Campbell was charged in 2006 after Ontario Motor Vehicle Industry Council (OMVIC) investigators found he routinely purchased vehicles from salvage auctions, conducted repairs and then sold them, posing as a private individual selling a personal vehicle. Many purchasers were not told of the previous damage the vehicles had sustained.
Evidence presented at sentencing showed Campbell had been convicted twice previously for curbsiding; in 2001 and 2004. The fines imposed for those convictions were never paid. In passing sentence, His Worship Delano Europa agreed with the prosecution's submission that incarceration was warranted in light of Campbell's failure to pay past fines and the aggravating factor that the accident history of the vehicles sold was not disclosed to the buyers, one of whom was a driver's education instructor who told Campbell the vehicle would be used by his students.
"This sentence sends an important message to curbsiders" stated OMVIC Director of Investigations Carey Smith. "Retail automotive sales is a regulated industry in Ontario, and these regulations exist to ensure a fair, safe and informed marketplace. OMVIC's mandate is to ensure persons acting as dealers meet the requirements set out by law."

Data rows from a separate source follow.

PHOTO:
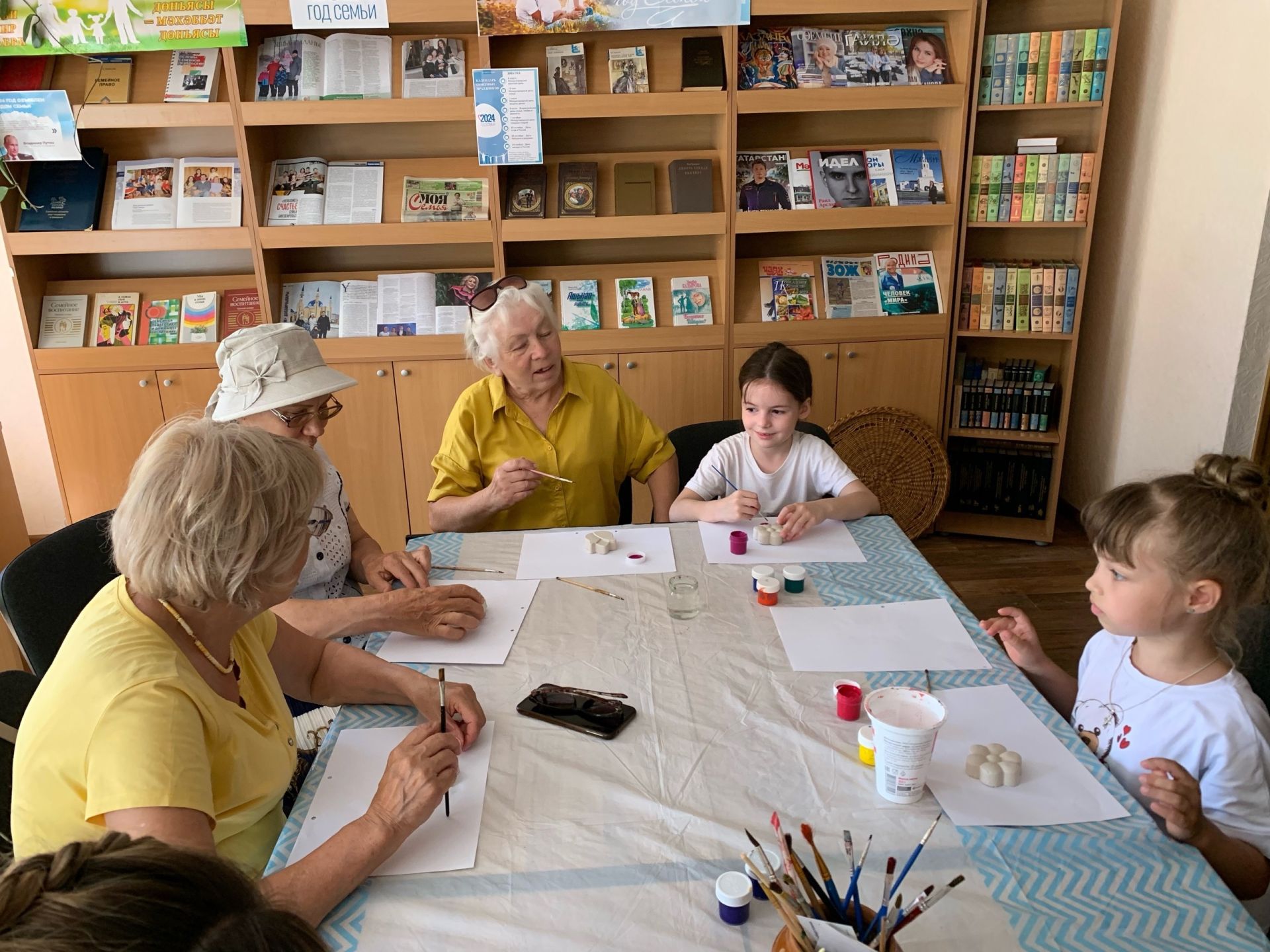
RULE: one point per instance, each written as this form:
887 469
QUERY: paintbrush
917 850
820 902
825 871
589 588
441 678
762 855
558 479
854 890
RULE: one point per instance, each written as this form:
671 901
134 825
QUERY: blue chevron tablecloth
587 846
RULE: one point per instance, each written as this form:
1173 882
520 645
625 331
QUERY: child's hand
1017 637
798 518
1174 797
740 507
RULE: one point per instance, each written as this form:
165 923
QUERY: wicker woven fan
900 457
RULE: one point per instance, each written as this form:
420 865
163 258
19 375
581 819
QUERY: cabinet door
98 424
607 361
365 444
824 360
673 387
905 374
426 393
183 391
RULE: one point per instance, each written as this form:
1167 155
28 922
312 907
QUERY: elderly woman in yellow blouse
540 412
163 714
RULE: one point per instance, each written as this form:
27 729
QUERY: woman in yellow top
163 714
539 411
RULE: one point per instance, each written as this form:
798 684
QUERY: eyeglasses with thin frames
298 422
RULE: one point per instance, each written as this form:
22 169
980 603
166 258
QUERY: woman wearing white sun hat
273 377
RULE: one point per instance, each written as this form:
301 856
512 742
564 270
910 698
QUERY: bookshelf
995 130
390 428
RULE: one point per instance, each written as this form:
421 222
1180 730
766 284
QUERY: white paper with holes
506 604
351 779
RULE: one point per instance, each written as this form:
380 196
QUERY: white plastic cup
905 721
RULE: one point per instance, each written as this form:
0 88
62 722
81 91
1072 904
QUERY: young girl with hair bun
1159 698
778 471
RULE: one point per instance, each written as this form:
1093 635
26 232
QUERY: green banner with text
88 27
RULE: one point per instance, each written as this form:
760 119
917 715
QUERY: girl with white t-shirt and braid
775 470
1159 698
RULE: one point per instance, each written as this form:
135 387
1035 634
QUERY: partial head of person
775 394
218 514
125 895
512 332
1180 553
273 377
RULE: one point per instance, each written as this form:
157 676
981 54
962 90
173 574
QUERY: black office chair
16 692
694 442
46 587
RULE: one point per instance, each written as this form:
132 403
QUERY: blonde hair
122 895
215 513
1210 524
479 337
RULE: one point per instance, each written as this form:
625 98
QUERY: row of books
839 179
121 319
312 190
842 56
1027 298
1016 397
1048 66
1031 188
192 77
634 188
991 479
357 66
701 67
855 286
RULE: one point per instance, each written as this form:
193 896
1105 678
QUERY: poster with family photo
433 69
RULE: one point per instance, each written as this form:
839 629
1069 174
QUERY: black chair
16 692
46 587
694 442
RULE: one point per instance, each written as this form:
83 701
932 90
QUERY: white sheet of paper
828 542
831 937
545 555
1056 787
349 785
897 636
506 604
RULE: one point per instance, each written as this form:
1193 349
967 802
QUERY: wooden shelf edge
126 116
335 112
850 98
132 240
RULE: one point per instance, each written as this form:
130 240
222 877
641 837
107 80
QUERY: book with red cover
241 310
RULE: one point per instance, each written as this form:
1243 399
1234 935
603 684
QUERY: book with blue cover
65 196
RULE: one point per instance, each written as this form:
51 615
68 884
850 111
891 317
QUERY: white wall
1180 212
24 434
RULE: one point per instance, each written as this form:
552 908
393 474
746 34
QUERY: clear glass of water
683 600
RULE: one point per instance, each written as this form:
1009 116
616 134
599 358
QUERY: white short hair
215 513
482 329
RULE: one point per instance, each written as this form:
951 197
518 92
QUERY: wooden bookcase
995 130
101 405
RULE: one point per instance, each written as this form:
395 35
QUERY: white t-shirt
1220 733
810 471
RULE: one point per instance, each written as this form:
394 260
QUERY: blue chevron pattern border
1119 887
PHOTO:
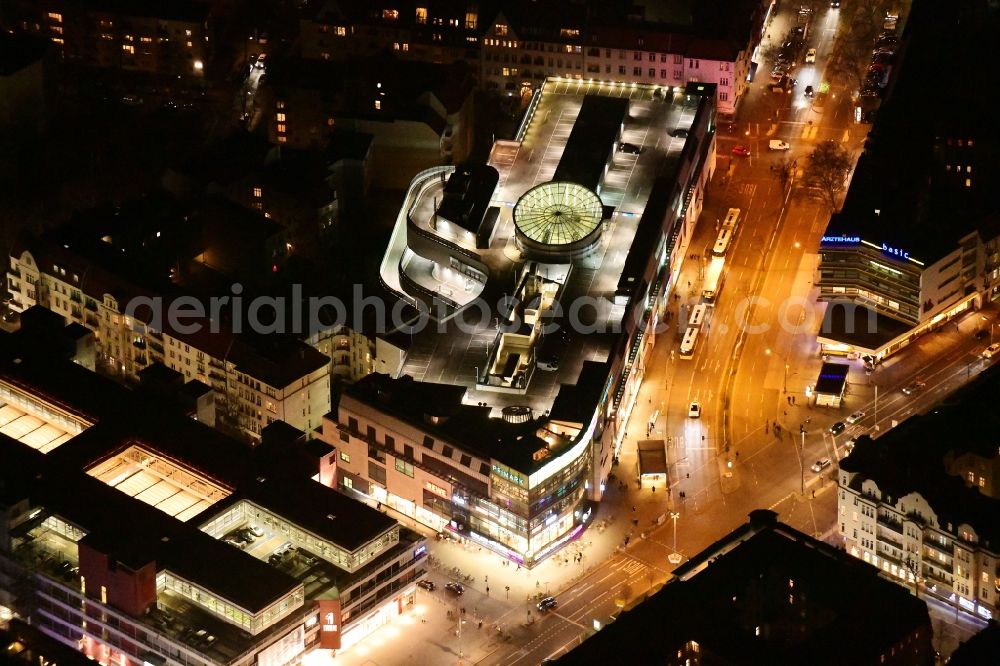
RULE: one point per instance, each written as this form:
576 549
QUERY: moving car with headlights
820 465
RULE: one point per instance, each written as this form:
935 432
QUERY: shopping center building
543 276
917 242
922 504
140 536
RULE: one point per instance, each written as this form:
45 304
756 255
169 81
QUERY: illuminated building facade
916 242
511 445
922 503
120 528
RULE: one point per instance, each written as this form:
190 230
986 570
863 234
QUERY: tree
860 25
826 171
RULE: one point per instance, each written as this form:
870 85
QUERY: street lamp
784 383
674 557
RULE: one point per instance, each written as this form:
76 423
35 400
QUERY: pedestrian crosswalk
633 567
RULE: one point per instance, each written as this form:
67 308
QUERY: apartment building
766 593
517 45
419 114
256 379
520 49
921 503
917 241
129 533
440 31
171 38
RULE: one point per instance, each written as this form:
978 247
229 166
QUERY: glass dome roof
558 213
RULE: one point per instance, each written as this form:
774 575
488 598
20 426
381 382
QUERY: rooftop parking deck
463 354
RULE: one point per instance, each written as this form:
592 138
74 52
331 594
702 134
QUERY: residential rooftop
912 457
926 178
766 593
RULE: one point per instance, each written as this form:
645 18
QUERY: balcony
931 574
891 540
888 523
936 545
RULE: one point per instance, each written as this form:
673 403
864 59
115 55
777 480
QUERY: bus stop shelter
652 461
831 384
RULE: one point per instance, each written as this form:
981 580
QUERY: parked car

Curbsiding is a growing problem. Commonly, curbsiders pose as private sellers to avoid detection and today's online marketplaces make it easier for curbsiders to list and sell vehicles with anonymity. It is estimated 25% of all 'private' classified car advertisements are actually placed by curbsiders. These illegal sellers often misrepresent themselves and the vehicles they trade which are frequently accident damaged (or previous write-offs), odometer tampered or have liens. Further, some curbsiders operate out of businesses such as gas stations, repair shops or rental companies.
OMVIC Manager of Communications and Education, Terry O'Keefe, advises consumers thinking of buying privately to learn how to spot some common tactics curbsiders use. "Be cautious if a private seller only wants to meet in a parking lot - not at their home. And when you do meet them, be bold; ask to see the vehicle's registration and the seller's driver's licence. If they don't match, walk away - and don't listen to the excuses they will conveniently have available. Finally, beware of vehicles priced below market value. Curbsiders often do this to lure buyers" warned O'Keefe.
Consumers should understand that if they buy a vehicle privately (or from a curbsider) they are not protected by OMVIC or the Motor Vehicle Dealers Compensation Fund and the transaction is not covered by Ontario's Consumer Protection laws. If consumers are uncertain that a business selling vehicles is actually registered, they can search on OMVIC's website, or, ask to see the seller's OMVIC licence; if they can't produce one, leave!
The Ontario Motor Vehicle Industry Council (OMVIC) regulates motor vehicle dealers in Ontario and enforces the Motor Vehicle Dealers Act (MVDA) on behalf of the Ministry of Consumer Services. OMVIC maintains a fair and informed vehicle sales marketplace by regulating dealers and salespersons, regularly inspecting Ontario's 8,000 dealerships and 24,000 salespeople, maintaining a complaint line for consumers and conducting investigations and prosecutions. OMVIC is also responsible for administering the Motor Vehicle Dealers Compensation Fund on behalf of its Board of Trustees.